PKK 'barış süreci'ne ilişkin şartlarını açıkladı

PKK Yürütme Komitesi Üyesi Murat Karayılan örgüte yakın bir TV kanalında değerlendirmelerde bulundu.

Türkiye’nin Rojava, Şengal ve Kürdistan Bölgesi’nde saldırılar düzenlediğini dile getiren Karayılan “Bunu hangi gerekçe ile yapıyor? AB, ABD’nin PKK’yi ‘terör listesi’ne koymasını gerekçe yapıyor. 'Listelerinde var, benim yaptıklarım meşru' diyor. Buna dayanıyor, onlar da destekliyor. Bu destektir. Eğer destek vermeseler her gün halkı nasıl bombalayabilirlerdi?” dedi.

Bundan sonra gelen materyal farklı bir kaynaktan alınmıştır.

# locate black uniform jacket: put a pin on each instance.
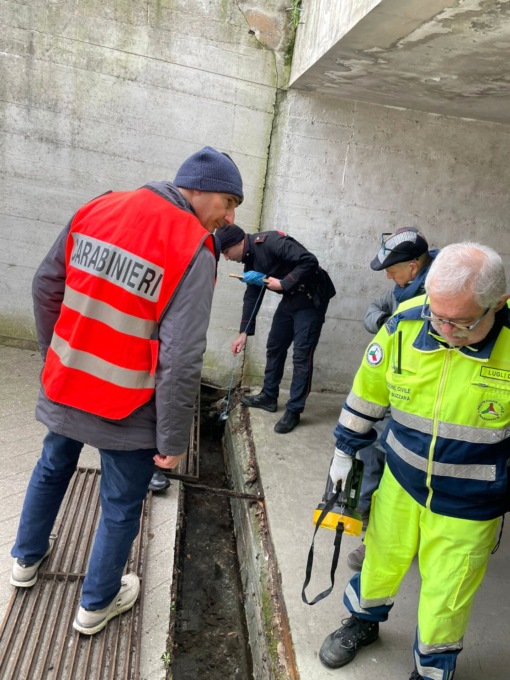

Saldırılarda ABD ve AB’nin siyasetinin de payı olduğunu ileri süren PKK yöneticisi “Saldırıların sorumlusu bu güçlerdir. Bu yüzden bu güçler siyasetlerini değiştirmeliler. Artık yeter. Komployu artık sonlandırın. Halkımızın beklentisi de budur” ifadelerini kullandı.

"Barış mesajı gönderenler, önce terör listesini kaldırsınlar"

Kendilerine “barış mesajları” geldiğini belirten Karayılan sözlerini şöyle sürdürdü:

“Arada bize bazı mesajlar gönderiyorlar. 'Biz barış istiyoruz, siz de açıklamalarınızda barış istediğinizi söyleyin, savunmanızı yaptığınızı belirtin' diyorlar. Biz de savunma yapıyoruz, biz zaten barış istiyoruz. Barış isteğinde samimi olan varsa önce bu ‘terör listesi’ni ortadan kaldırsınlar.”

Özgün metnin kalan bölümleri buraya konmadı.